Abbiamo già portato avanti due importanti iniziative a partire dallo sviluppo del software di controllo missione “Aurora” sviluppato in architettura cloud – siamo partiti ufficialmente a inizio 2020. Abbiamo messo a punto un software di controllo che gira su qualsiasi browser e ci siamo accorti in piena pandemia di quanto fosse importante: abbiamo potuto gestire tutto da remoto. Poi ci siamo agganciati alle Aws ground station. Abbiamo iniziato la nostra operatività con la nostra antenna nella nostra sede principale di Fino Mornasco (in provincia di Como, ndr) ma ciò comportava il limite di poter “colloquiare” con i satelliti solo quando passavano sulla nostra orbita e solo per 7 minuti. Le Aws ground station sono una decina e quindi ora abbiamo una copertura globale che ci aiuta a gestire al meglio le finestre di visibilità del satellite: 7 minuti sono pochi e quindi la maggiore ci consente di ottimizzare i tempi. A tal proposito abbiamo partnership anche con altre ground station.
Veniamo al business, da dove arriva il fatturato e quali sono i vostri mercati di riferimento?

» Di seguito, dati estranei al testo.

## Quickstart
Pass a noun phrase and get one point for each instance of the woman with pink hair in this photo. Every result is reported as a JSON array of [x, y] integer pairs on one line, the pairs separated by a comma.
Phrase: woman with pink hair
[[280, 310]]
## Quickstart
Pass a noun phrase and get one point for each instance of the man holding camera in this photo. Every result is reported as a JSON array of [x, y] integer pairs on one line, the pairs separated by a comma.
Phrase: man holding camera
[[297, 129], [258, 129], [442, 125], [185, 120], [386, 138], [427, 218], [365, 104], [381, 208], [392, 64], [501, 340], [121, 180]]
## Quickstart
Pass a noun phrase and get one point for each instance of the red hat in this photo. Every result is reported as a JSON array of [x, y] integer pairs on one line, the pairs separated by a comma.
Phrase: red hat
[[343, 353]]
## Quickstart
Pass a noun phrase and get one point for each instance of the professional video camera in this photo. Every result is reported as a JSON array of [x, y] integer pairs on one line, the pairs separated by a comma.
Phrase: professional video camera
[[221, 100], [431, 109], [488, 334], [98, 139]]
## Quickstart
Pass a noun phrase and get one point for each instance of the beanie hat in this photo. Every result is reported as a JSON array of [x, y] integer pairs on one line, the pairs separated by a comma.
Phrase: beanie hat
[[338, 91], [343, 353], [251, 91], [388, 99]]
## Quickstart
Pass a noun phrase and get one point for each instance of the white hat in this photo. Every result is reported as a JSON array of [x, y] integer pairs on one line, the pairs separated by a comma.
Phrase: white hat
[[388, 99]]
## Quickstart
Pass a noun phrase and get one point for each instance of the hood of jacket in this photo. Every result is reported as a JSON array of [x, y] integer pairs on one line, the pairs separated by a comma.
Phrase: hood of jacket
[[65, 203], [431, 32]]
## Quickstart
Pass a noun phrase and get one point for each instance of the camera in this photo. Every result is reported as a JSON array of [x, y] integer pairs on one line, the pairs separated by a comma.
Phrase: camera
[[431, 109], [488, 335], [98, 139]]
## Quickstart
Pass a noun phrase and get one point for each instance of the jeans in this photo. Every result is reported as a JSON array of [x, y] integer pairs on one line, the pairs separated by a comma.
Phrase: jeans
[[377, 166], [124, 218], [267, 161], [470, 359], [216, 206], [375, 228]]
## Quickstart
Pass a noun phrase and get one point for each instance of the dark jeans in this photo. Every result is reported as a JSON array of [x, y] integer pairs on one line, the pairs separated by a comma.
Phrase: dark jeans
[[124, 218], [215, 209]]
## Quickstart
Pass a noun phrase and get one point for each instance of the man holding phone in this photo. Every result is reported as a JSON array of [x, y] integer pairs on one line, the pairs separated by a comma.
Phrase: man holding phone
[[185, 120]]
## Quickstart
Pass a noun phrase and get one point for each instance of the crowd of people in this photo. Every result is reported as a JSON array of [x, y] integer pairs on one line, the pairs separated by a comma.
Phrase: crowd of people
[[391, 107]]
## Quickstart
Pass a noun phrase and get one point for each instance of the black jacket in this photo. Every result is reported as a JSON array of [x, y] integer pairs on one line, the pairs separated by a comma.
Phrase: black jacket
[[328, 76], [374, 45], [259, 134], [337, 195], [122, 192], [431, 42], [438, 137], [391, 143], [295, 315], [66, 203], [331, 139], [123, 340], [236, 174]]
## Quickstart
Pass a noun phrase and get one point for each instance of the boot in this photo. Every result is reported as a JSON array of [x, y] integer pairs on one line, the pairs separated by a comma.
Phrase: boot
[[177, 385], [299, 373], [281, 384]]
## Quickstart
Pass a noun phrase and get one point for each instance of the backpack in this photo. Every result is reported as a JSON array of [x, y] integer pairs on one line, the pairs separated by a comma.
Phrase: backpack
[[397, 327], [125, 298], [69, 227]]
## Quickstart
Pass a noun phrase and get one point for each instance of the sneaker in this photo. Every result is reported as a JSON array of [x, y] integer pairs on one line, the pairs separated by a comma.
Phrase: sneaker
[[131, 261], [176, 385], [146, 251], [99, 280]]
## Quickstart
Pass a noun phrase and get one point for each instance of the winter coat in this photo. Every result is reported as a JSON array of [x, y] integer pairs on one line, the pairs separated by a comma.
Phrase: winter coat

Le revenue dall’Italia sono fra il 10-15% quindi la parte più consistente fa capo alle attività internazionali in primis dal mercato statunitense, attualmente il più florido. Abbiamo fra l’altro un ufficio di rappresentanza a Washington e puntiamo a una sede dopo quelle di Lisbona in Portogallo e Harwell nel Regno Unito. Poniamo grande attenzione al mercato europeo e poi a quelli emergenti soprattutto Sud America e Asia, ci sono diverse opportunità.
La crescita farà il paio anche con le assunzioni?
Siamo oltre 200, continuiamo e continueremo ad assumere in virtù della crescita e di ciò che ci servirà. La maggior parte delle risorse ha competenze specifiche, molti i laureati in discipline dell’aerospazio e tanti quelli che vengono dal Politecnico di Milano. Ma avremo sempre più bisogno di esperti di finance e marketing e in futuro di altre figure in vista della nostra evoluzione.
Come vi evolverete?
Siamo un’azienda di trasporto spaziale e ci stiamo trasformando in un’azienda di servizi e logistica spaziale: partiremo con il cloud e nel 2026-2027 abbiamo in mente di lanciare il primo vettore per la logistica spaziale. Le opportunità sono enormi: si potrà lavorare per la riparazione di materiali e pezzi di satelliti ma anche gestire operazioni robotiche.